Carnevale thinks there will be a place for fighting hockey. And while he accepts the path the CIAU has chosen to take, he says the rules need to be more strictly enforced to cut down on the stickwork in the league. Rams centre Jason Kotack, in his fifth year at Ryerson studying administration and information management, says he’s gotten used to going home with bruises after every game. “If there’s less fighting, there’s a lot of stick-swinging,” he said, a point used by many who are against throwing fighting out of the NHL.
The CIAU says since it instituted its ban on fighting, on-ice brawls are virtually non-existent. Kotack says players have to learn how to check their emotions because the season — about 26 regular games — is too short to be spending a game or two on the bench. “There’s no room for fighting any more in hockey,” he said. “Hockey would be better off selling its skilled players.”

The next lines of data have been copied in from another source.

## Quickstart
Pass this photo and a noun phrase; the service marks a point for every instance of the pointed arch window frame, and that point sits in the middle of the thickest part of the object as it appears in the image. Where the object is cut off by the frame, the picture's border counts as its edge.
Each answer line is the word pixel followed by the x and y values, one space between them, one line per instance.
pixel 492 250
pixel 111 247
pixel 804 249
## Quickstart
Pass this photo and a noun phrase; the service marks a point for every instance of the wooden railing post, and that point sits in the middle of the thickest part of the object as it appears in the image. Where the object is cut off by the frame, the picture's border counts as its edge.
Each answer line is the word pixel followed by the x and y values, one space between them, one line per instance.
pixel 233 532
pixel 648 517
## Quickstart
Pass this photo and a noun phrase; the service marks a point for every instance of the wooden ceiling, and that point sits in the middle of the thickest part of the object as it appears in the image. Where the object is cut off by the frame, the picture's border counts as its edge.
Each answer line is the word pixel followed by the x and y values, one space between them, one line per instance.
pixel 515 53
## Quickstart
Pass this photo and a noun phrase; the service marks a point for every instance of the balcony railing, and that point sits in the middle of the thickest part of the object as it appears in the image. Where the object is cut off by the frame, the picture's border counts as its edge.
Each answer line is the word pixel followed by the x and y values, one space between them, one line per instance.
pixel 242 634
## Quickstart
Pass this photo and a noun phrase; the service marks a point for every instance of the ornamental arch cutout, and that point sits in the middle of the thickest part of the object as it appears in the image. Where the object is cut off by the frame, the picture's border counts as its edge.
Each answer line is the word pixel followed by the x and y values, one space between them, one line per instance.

Kotack strongly believes the day will come when NHL hockey brawls are a thing of the past. His current coach, Ed Kirsten, isn’t so sure. “I don’t see it happening,” he said. “You’re trying to put people in the seats in the NHL, and the average fan who pays $100 a ticket wants to see fighting.
“As long as they continue to convey that message to the NHL, it won’t change.”
When you look back at the comments NHL commissioner Gary Bettman made shortly after the McSorley ruling, you can’t help feeling Kirsten may be right.
“This was not a trial of the game or the NHL,” he said. “Clearly, this incident was not representative of NHL hockey or NHL players. While the court’s decision today brings closure to this aspect of the incident, it does not alter our position that we will continue to punish severely acts of inappropriate conduct in our game.”
Clearly, the NHL isn’t ready to rewrite tradition and turn the same corner the CIAU has.